Saturday, November 10, 2007

The Schlepper

Filling and emptying. Filling and emptying. Over and over. She carries her treasures, one at a time, from a box to a cabinet or bag. Seventeen months old, and her sense of purpose is strong and amazing—she definitely knows where she’s doing. Her face is serious and determined, and even the sound of the dishwasher or the pantry cupboard opening does not change her course. Efficiency is not her strong suit, and why should it be? She’s in no hurry. Her entire agenda consists of the “now,” of carrying her dolls and spoons and cups from their original cupboard to a new bag. The latest? A paper grocery bag, recently emptied of some bigger clothes from the garage. She discovers the empty bag, and in goes her most precious possession—Baby Jeff, followed by four pairs of her shoes. Poor Jeff. Next a few assorted Tupperware cups and lids, the spoon from her tea set, and some stolen action figures from her brother.

I love watching her. She carries things one at a time, scurrying across the floor on her quiet little feet. If she has a bag, it’s slung over her shoulder and she carries it proudly, even if it reaches down to her feet. Pick up item, carry over to new cupboard. Open cupboard and put item in. Walk back to original pile of items, choose a new one. Pick up item, carry over to new cupboard. And so on, and so on. Dear God, please let her be organized and neat like her father. I seem to have inherited my mom’s piles and perpetual intentions of “getting organized” but 10 years with Pat hasn’t changed my evil ways. Audrey makes a huge mess in seconds, but she seems to like putting things away, so we’ll try to encourage that one.

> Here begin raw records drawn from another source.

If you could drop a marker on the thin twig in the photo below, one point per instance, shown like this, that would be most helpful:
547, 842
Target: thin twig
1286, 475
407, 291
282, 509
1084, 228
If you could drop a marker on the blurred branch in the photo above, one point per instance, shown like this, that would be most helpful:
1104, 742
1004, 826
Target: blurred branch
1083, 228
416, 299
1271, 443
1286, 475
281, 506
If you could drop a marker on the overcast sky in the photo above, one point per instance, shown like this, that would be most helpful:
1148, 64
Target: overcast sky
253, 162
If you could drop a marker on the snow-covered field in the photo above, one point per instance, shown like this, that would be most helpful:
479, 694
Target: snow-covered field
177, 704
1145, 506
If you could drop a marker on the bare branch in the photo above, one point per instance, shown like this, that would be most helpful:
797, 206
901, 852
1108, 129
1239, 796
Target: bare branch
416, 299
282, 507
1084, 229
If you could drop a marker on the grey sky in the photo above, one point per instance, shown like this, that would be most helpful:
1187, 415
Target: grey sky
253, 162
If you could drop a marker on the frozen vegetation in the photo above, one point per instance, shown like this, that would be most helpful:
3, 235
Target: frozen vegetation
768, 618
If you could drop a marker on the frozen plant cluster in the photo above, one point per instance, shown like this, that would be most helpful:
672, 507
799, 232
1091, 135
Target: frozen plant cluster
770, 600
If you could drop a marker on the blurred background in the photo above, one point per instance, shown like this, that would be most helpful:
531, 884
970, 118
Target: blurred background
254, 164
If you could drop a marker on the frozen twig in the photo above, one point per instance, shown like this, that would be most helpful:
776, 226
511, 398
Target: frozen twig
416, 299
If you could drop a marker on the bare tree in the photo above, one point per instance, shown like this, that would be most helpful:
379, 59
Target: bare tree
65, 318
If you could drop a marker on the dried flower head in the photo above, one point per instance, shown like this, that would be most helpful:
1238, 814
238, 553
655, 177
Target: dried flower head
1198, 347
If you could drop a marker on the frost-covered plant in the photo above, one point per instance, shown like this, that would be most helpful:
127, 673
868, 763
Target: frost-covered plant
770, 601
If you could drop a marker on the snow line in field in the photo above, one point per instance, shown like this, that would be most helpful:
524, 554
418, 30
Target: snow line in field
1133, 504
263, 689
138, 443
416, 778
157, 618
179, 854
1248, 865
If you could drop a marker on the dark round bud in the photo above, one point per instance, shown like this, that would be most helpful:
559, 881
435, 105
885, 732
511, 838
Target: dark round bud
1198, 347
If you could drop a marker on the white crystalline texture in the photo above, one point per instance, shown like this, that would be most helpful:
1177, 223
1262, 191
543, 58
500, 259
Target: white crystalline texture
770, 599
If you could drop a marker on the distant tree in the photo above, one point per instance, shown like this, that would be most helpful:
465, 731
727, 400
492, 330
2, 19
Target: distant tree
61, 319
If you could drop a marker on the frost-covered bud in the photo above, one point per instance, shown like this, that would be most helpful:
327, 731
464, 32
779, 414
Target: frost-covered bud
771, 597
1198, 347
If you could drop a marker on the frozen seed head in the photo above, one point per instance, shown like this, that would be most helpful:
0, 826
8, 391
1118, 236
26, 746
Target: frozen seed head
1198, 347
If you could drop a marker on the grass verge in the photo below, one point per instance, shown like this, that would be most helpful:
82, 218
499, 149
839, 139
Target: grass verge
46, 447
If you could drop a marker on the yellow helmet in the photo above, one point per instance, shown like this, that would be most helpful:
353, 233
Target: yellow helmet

What’s going on in her brain with all this organizing? She has great fine motor skills, and can pick up tiny pieces of stale food or lint from the ground, put them in her mouth, and then retrieve them with a “blech!” and run them to the garbage. Another favorite activity—finding bits of trash and running over to the garbage, demanding that someone open the cupboard for her, and flinging her trash into the garbage can. She’s getting better at leaving the trash in the can, although yesterday Pat did utter the words, "Did you get that out of the garbage?” I turned to see her “Who, me? look” and her hands full of crusts from her brother's leftover jam sandwich, sneakily pulled out of the garbage when I forgot to completely shut the door. She was quite insulted and let out a loud protest when we took the crusts away. Maybe she was telling us that should have gone in the compost and not the garbage.

She must be building synapses and connections and pathways with all her organizing. She learns what fits inside what, and how much you can fill something before it overflows or becomes too heavy to carry. (Note to Bitty Girl: You can fit inside the biggest soft-sided cooler if you squeeze sideways. Your brother and Mommy are too big.) She learns how deceiving clear plastic tote bags can be—why can’t I grab what’s inside, since I can see it? She learns about zippers and how you have to pull the sides of the bag apart to make the top opening big enough to put things inside. She learns just how quickly Mommy responds when she whines. Hopefully she’s going to learn the words “help, please” “open,” and “cracker” soon—we’re all getting a little frustrated with the “eh, eh, eh” whining. We're making progress with the signs for help and please, but I think she secretly likes to see how far she can take us, whining and fussing, while we say, "Audrey, show me 'help, please' or Do you need help?" over and over. She only relents when everyone is frustrated, then she does the "help please" sign with an amused smile, like she just gave in because she took pity on us poor speakers.